Julia Fox aprovechó un momento en la fiesta posterior a los Oscar de Vanity Fair 2026 para resaltar los desafíos sistémicos que enfrentan las madres: una conversación provocada por la película Si tuviera piernas, te patearía. El intercambio, capturado en un clip que circula en línea, demuestra la voluntad de abordar verdades incómodas incluso en los escenarios más glamorosos de Hollywood.
El contexto: una película sobre la carga del cuidador
La discusión comenzó cuando le preguntaron a Fox sobre la película protagonizada por la nominada al Oscar Rose Byrne. La película se centra en las luchas, a menudo invisibles, de los cuidadores, en particular de las madres que enfrentan enfermedades crónicas. El tema central: los fracasos sociales que crean condiciones imposibles para los padres.
Una respuesta directa al despido casual
Los influencers Jake Shane y Quen Blackwell dirigieron la conversación hacia una crítica superficial (“¿No era molesto el niño?”), pero Fox rápidamente la redirigió. Ella no se anduvo con rodeos y afirmó: “No es que sea culpa de la madre o del niño. Es culpa de la sociedad”.
Fox dio más detalles y explicó cómo las estructuras básicas (como los horarios escolares versus los horarios de trabajo típicos) deliberadamente no apoyan a las madres trabajadoras. No se trata de fracasos individuales; se trata de obstáculos sistémicos.
“Todas esas pequeñas cosas están tan posicionadas que simplemente no… no son propicias para la maternidad”.
Reacción y apoyo en las redes sociales
La declaración de Fox rápidamente resonó en línea, y muchos usuarios la elogiaron por defender a las madres en un espacio dominado por la superficialidad. El clip inició una conversación y los fanáticos destacaron los temas más profundos de la película.

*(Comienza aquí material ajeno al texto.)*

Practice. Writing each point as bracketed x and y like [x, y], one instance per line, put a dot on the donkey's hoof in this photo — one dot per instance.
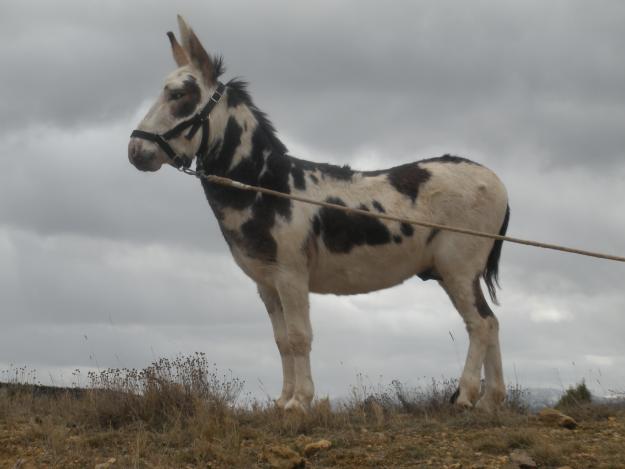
[294, 405]
[282, 401]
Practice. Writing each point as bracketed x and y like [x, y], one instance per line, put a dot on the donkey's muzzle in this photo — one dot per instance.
[140, 158]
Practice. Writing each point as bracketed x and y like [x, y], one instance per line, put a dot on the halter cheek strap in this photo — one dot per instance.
[199, 120]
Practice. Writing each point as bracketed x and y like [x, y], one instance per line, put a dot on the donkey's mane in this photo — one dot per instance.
[238, 94]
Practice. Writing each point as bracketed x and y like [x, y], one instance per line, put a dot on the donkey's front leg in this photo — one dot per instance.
[274, 307]
[294, 298]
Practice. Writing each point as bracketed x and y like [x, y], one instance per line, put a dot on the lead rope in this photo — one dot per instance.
[246, 187]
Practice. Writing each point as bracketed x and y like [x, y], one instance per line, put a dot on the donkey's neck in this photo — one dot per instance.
[245, 149]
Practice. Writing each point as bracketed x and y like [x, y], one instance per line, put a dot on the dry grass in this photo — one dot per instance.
[184, 413]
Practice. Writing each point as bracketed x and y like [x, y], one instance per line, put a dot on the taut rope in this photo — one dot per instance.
[246, 187]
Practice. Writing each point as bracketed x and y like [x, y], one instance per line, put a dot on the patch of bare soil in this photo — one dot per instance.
[161, 419]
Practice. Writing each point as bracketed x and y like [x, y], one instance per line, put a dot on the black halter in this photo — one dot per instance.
[200, 119]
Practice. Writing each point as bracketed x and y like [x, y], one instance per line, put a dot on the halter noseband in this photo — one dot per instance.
[199, 119]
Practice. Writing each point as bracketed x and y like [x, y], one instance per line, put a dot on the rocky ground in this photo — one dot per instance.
[43, 437]
[176, 423]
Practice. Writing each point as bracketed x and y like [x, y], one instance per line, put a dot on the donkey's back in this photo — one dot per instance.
[351, 253]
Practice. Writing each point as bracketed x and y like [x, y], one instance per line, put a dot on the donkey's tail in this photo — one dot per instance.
[491, 272]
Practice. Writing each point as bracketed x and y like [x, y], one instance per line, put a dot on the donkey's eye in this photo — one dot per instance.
[175, 95]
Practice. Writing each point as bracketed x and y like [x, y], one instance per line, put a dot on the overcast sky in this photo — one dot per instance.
[104, 266]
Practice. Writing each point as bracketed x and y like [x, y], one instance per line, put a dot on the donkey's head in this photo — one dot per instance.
[169, 132]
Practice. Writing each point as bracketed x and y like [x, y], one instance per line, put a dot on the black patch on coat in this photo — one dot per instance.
[317, 225]
[432, 235]
[449, 159]
[491, 273]
[342, 173]
[429, 274]
[257, 239]
[454, 396]
[237, 94]
[341, 231]
[407, 178]
[480, 302]
[378, 206]
[406, 229]
[219, 161]
[298, 176]
[192, 95]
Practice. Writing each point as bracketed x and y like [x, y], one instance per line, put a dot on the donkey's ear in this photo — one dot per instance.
[180, 56]
[196, 53]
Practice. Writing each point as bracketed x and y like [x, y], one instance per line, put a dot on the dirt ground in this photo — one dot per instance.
[38, 432]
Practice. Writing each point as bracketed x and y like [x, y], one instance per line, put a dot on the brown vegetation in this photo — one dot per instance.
[183, 414]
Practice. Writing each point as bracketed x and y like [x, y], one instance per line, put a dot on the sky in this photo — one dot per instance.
[104, 266]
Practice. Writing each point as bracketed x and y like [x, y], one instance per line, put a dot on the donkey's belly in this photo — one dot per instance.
[362, 270]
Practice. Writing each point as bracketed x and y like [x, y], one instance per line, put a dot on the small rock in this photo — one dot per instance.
[555, 417]
[317, 446]
[522, 459]
[107, 464]
[281, 457]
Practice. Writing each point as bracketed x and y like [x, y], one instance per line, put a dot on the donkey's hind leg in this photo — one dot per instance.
[274, 307]
[466, 295]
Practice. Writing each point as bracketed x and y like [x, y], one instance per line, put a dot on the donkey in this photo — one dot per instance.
[291, 249]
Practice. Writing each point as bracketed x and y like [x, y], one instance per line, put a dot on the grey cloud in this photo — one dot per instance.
[88, 245]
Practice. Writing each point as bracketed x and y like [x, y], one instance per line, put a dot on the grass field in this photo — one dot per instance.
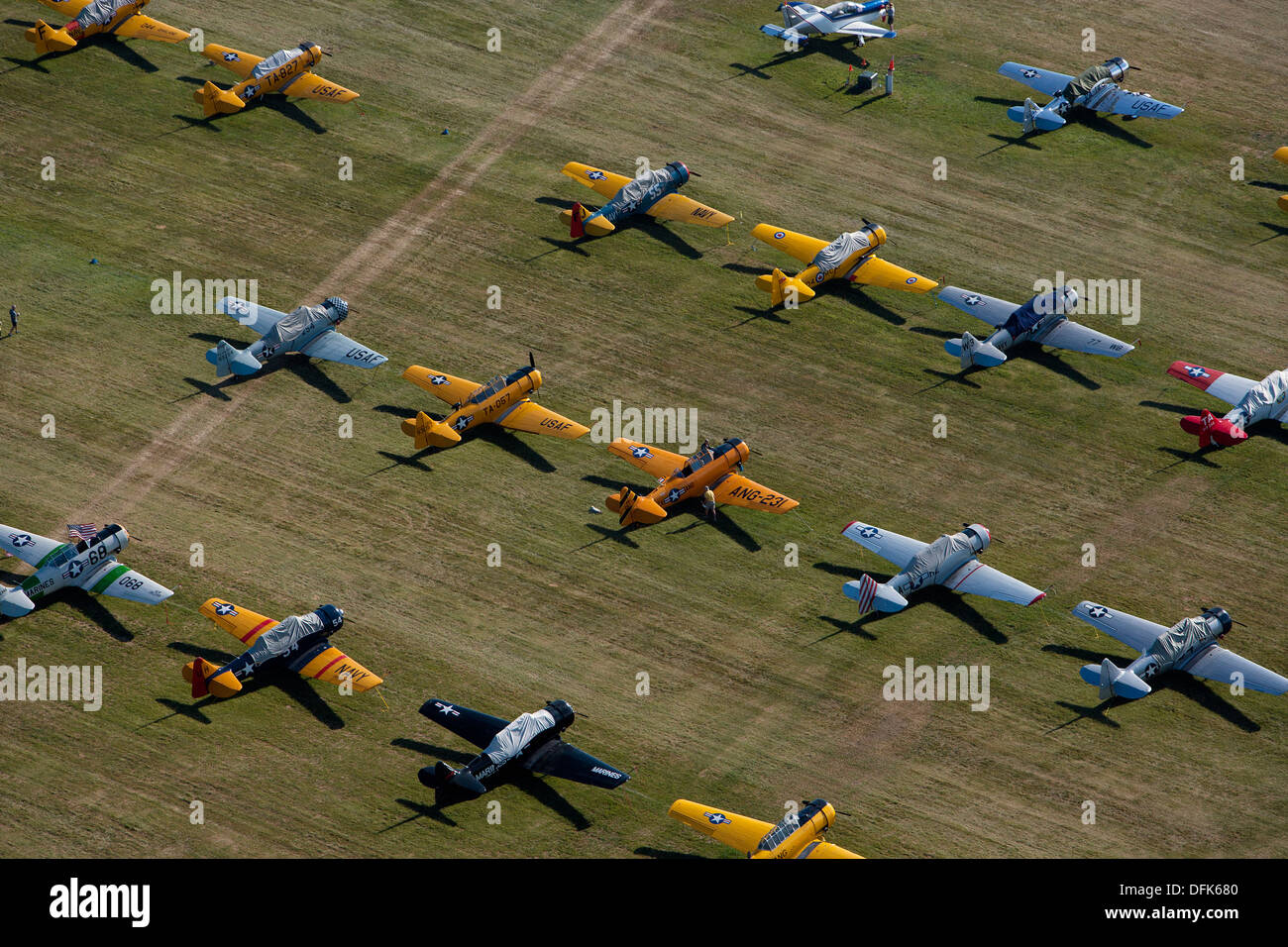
[763, 686]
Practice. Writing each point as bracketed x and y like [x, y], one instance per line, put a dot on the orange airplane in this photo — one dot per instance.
[287, 71]
[115, 17]
[686, 478]
[501, 401]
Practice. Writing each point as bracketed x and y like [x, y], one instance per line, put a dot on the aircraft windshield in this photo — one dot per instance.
[494, 385]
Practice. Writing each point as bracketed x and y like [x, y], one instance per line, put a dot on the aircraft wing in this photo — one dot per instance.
[121, 581]
[258, 318]
[825, 849]
[327, 663]
[868, 31]
[687, 210]
[742, 491]
[1077, 338]
[469, 724]
[889, 545]
[652, 460]
[243, 624]
[977, 579]
[876, 272]
[1220, 384]
[529, 416]
[567, 762]
[147, 29]
[232, 59]
[336, 347]
[604, 183]
[726, 827]
[990, 309]
[798, 245]
[1132, 631]
[1112, 98]
[1042, 80]
[29, 547]
[69, 7]
[451, 389]
[1222, 665]
[313, 86]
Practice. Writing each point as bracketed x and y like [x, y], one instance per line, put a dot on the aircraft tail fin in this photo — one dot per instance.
[872, 594]
[14, 602]
[971, 351]
[1113, 681]
[429, 433]
[1214, 431]
[48, 39]
[215, 101]
[231, 361]
[632, 508]
[781, 287]
[1034, 118]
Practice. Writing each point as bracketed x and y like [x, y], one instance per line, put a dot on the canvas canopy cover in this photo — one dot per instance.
[279, 58]
[930, 560]
[99, 13]
[1263, 395]
[284, 635]
[840, 250]
[1180, 638]
[1086, 81]
[295, 325]
[510, 740]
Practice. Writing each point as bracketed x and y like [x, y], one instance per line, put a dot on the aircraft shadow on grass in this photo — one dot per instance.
[487, 433]
[288, 682]
[114, 46]
[640, 222]
[1028, 351]
[1180, 682]
[89, 605]
[524, 783]
[691, 506]
[299, 365]
[277, 103]
[947, 600]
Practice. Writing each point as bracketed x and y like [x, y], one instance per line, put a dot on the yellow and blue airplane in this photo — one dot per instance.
[653, 193]
[121, 18]
[850, 257]
[798, 834]
[505, 399]
[287, 71]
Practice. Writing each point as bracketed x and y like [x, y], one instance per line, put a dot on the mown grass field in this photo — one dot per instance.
[763, 688]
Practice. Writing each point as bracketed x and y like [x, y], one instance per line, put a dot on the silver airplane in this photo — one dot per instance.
[1188, 646]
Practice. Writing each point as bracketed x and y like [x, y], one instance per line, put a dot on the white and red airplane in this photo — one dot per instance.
[1253, 401]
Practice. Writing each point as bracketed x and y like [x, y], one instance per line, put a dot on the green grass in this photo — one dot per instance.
[754, 699]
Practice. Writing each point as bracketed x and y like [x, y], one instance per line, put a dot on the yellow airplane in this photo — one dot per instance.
[653, 193]
[299, 643]
[849, 257]
[501, 401]
[288, 71]
[1282, 157]
[91, 17]
[798, 835]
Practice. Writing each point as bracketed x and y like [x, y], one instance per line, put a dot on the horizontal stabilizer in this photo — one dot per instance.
[429, 433]
[14, 602]
[231, 361]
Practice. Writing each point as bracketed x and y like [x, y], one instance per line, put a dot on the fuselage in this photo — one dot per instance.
[85, 564]
[797, 834]
[490, 402]
[940, 560]
[279, 77]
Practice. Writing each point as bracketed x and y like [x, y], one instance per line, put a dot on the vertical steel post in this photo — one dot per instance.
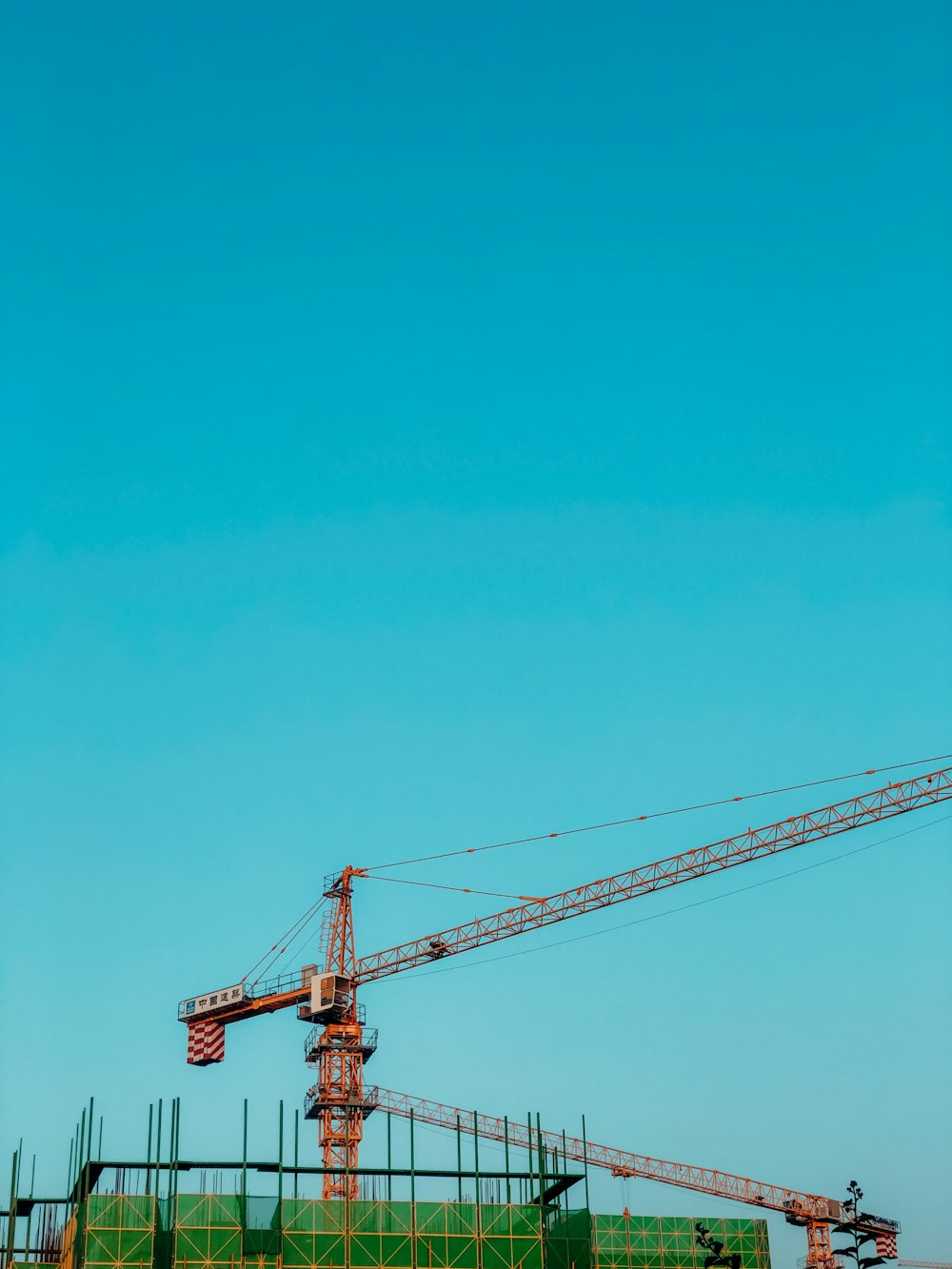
[11, 1219]
[244, 1170]
[390, 1161]
[413, 1197]
[80, 1151]
[149, 1153]
[585, 1158]
[459, 1160]
[281, 1154]
[158, 1149]
[89, 1146]
[528, 1147]
[478, 1219]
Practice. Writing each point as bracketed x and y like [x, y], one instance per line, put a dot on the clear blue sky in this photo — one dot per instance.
[430, 424]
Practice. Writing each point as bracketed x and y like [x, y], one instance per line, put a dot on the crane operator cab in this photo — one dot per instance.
[329, 995]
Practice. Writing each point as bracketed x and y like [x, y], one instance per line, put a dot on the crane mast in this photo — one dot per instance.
[337, 1100]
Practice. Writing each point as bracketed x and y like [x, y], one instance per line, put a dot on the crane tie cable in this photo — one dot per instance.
[653, 815]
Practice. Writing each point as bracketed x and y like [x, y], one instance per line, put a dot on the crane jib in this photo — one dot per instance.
[743, 848]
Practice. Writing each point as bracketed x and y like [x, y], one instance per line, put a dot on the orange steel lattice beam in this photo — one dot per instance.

La perspectiva de Byrne: honestidad radical en la maternidad
La propia Rose Byrne describió el papel como una “cuerda floja”, y señaló que el público no está acostumbrado a escuchar a las madres admitir su fracaso o su vergüenza. La película traspasa intencionalmente los límites, obligando a los espectadores a confrontar verdades incómodas sobre la maternidad.
Esta cruda honestidad claramente tocó la fibra sensible de Fox, quien intervino para amplificar el mensaje de la película cuando la conversación corría el riesgo de ser trivializada.
En definitiva, la intervención de Julia Fox no fue sólo una defensa de una película; fue un desafío directo al desprecio casual de las luchas de las madres en una cultura que a menudo espera que naveguen solas en condiciones imposibles.